MySQL-to-PostgreSQL migration script

Question

I'm working on a Python script to migrate a MySQL database into a PostgreSQL database with a different Schema (different table structures, different datatypes and so on).

I'm a sysadmin and unfortunately I don't code very often. So I'm having some doubts about this initial programming phase.

I begin with the tables that are easy to be migrate (almost the same structure), but very soon I will have to transfer tables that need more operations to be converted for compatability.

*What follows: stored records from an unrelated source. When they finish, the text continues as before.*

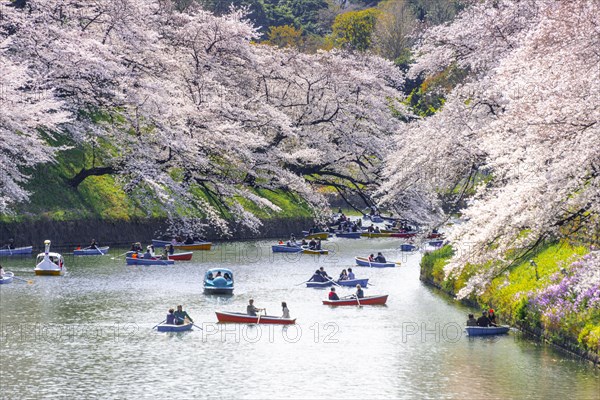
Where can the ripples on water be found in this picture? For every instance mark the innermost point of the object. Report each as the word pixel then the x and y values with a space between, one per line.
pixel 89 334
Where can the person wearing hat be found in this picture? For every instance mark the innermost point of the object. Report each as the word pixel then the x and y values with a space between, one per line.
pixel 180 316
pixel 333 295
pixel 471 321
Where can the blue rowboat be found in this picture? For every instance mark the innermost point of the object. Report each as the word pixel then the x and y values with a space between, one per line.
pixel 18 250
pixel 7 278
pixel 407 247
pixel 348 282
pixel 218 284
pixel 486 331
pixel 148 261
pixel 364 262
pixel 282 248
pixel 349 235
pixel 91 252
pixel 174 328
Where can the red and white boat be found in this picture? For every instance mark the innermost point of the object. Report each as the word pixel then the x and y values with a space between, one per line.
pixel 241 318
pixel 365 301
pixel 187 256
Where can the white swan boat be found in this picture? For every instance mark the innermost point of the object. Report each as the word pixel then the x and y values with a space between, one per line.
pixel 48 263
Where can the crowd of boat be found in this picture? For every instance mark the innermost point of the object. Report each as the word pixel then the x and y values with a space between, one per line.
pixel 220 281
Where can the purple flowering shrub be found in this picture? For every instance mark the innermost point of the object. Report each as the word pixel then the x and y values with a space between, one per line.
pixel 572 300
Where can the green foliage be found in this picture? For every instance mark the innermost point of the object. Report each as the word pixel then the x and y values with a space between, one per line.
pixel 354 29
pixel 284 36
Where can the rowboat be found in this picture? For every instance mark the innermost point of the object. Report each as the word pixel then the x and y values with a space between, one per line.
pixel 48 263
pixel 375 235
pixel 316 235
pixel 147 261
pixel 306 250
pixel 405 235
pixel 174 328
pixel 181 256
pixel 182 245
pixel 240 318
pixel 486 331
pixel 91 252
pixel 18 250
pixel 364 262
pixel 347 282
pixel 218 281
pixel 349 235
pixel 7 278
pixel 365 301
pixel 407 247
pixel 282 248
pixel 436 243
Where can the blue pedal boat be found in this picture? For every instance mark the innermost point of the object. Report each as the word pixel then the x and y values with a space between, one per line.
pixel 348 283
pixel 218 281
pixel 174 328
pixel 486 331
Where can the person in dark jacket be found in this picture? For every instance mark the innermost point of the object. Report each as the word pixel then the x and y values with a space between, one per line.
pixel 332 294
pixel 483 321
pixel 359 292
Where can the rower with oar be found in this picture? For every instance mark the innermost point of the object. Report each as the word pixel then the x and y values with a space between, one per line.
pixel 180 316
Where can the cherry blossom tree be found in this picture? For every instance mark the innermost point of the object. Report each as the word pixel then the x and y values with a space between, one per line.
pixel 523 127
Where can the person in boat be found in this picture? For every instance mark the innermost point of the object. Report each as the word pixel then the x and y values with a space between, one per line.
pixel 324 274
pixel 492 317
pixel 359 292
pixel 380 258
pixel 343 275
pixel 351 274
pixel 147 254
pixel 171 317
pixel 332 294
pixel 471 321
pixel 181 315
pixel 251 310
pixel 484 320
pixel 317 277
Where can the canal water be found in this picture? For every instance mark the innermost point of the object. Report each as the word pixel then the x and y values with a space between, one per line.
pixel 89 334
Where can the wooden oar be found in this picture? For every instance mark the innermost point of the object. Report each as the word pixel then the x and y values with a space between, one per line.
pixel 24 280
pixel 164 320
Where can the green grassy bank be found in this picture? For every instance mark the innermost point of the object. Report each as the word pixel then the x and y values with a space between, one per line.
pixel 512 295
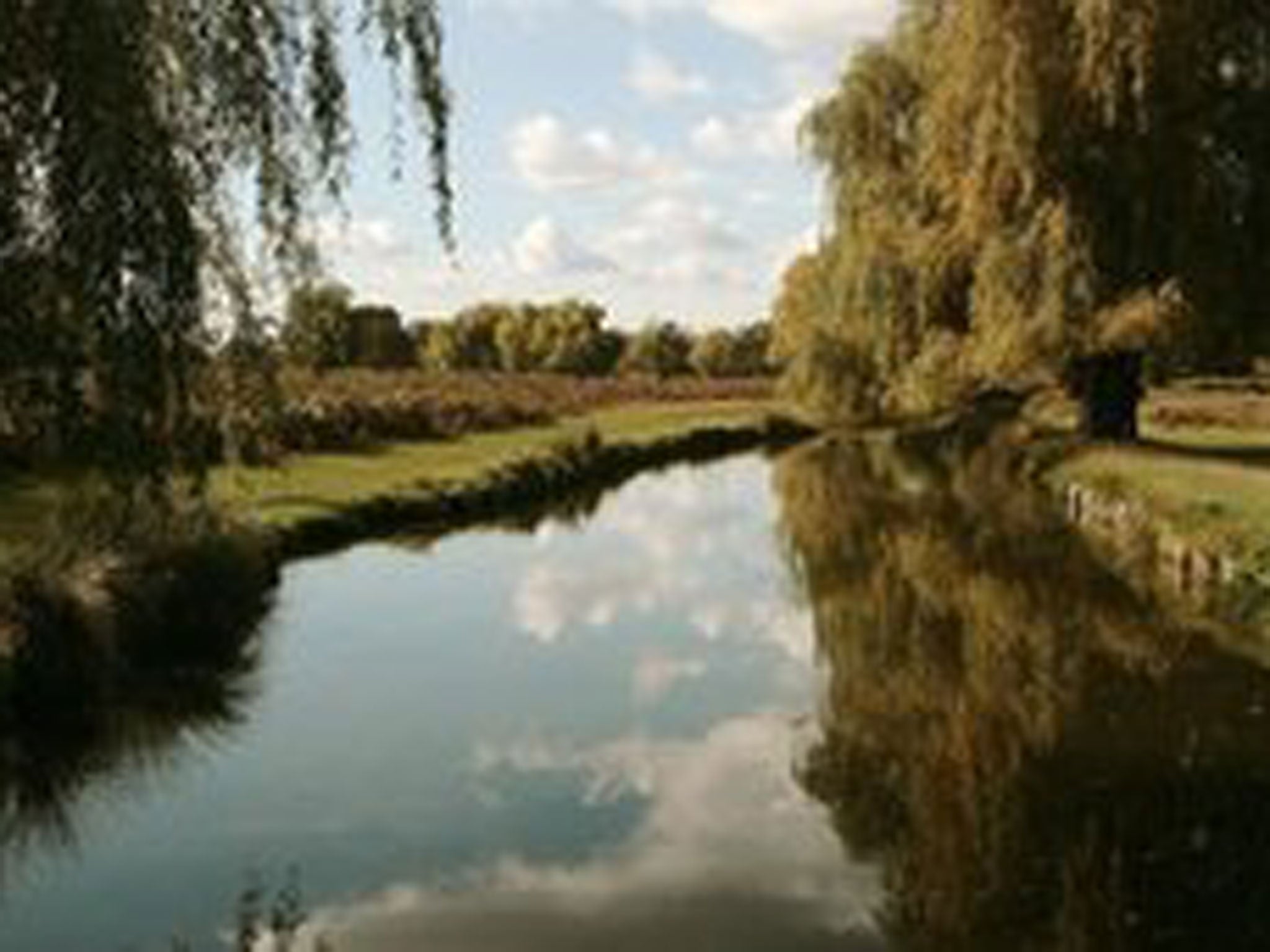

My code actually looks like this:

#!/usr/bin/python

# Script Name: database-migration_msql-psql.py
# Description: Migrate mysql database a2
#              into postgresql database a3.
# Created By:  phphil.
# Date:        7 Oct 2015.
#

# ------------------------------
# Import standard libraries    |
# ------------------------------
#
import os
import sys
import mysql.connector
import psycopg2
from pprint import pprint
import MySQLdb

# ------------------------------
# Import internal snippets     |
# ------------------------------
#
from include.db_config import *
#from include.MySQLCursorDict import *

# ------------------------------
# Open database connections    |
# ------------------------------
#
# Mysql connection
try:
  cnx_msql = mysql.connector.connect( host=host_mysql, user=user_mysql, passwd=pswd_mysql, db=dbna_mysql )
except mysql.connector.Error as e:
  print "MYSQL: Unable to connect!", e.msg
  sys.exit(1)

# Postgresql connection
try:
  cnx_psql = psycopg2.connect(conn_string_psql)
except psycopg2.Error as e:
  print('PSQL: Unable to connect!\n{0}').format(e)
  sys.exit(1)

# Cursors initializations
cur_msql = cnx_msql.cursor(dictionary=True)
cur_psql = cnx_psql.cursor()


# ------------------------------
# A2.right > A3.permission     |
# ------------------------------
#
cur_msql.execute("SELECT resource_id, user_id, group_id, right_type_id, inheritance, mac FROM rights")

for row in cur_msql:

  ### check if owner_id is a user or a group
  if row['user_id'] == 0:
    row['user_id'] = row['group_id']
  else:
    pass

  try:
    cur_psql.execute("INSERT INTO permissions (resource_id, owner_id, level, inheritance, mac) \
                      VALUES (%(resource_id)s, %(user_id)s, %(right_type_id)s, %(inheritance)s, %(mac)s)", row)
  except psycopg2.Error as e:
    print "cannot execute that query!!", e.pgerror
    sys.exit("Some problem occured with that query! leaving early this lollapalooza script")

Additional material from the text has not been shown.